SitemapGen4j is a library to generate XML sitemaps in Java.

Overview

sitemapgen4j

SitemapGen4j is a library to generate XML sitemaps in Java.

What's an XML sitemap?

Quoting from sitemaps.org:

Sitemaps are an easy way for webmasters to inform search engines about pages on their sites that are available for crawling. In its simplest form, a Sitemap is an XML file that lists URLs for a site along with additional metadata about each URL (when it was last updated, how often it usually changes, and how important it is, relative to other URLs in the site) so that search engines can more intelligently crawl the site.

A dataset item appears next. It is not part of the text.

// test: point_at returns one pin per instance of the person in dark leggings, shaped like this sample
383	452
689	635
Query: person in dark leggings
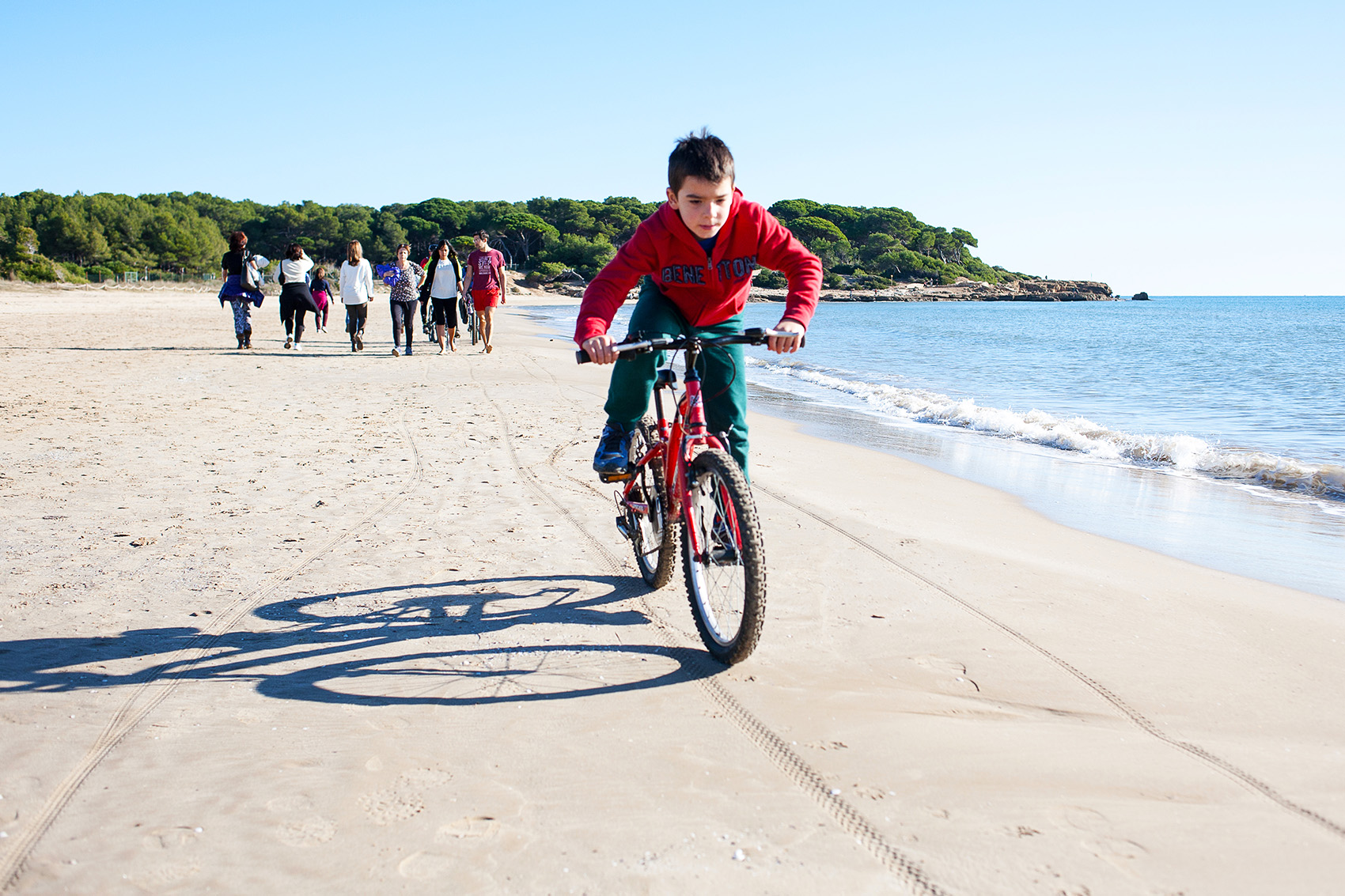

Web crawlers usually discover pages from links within the site and from other sites. Sitemaps supplement this data to allow crawlers that support Sitemaps to pick up all URLs in the Sitemap and learn about those URLs using the associated metadata. Using the Sitemap protocol does not guarantee that web pages are included in search engines, but provides hints for web crawlers to do a better job of crawling your site.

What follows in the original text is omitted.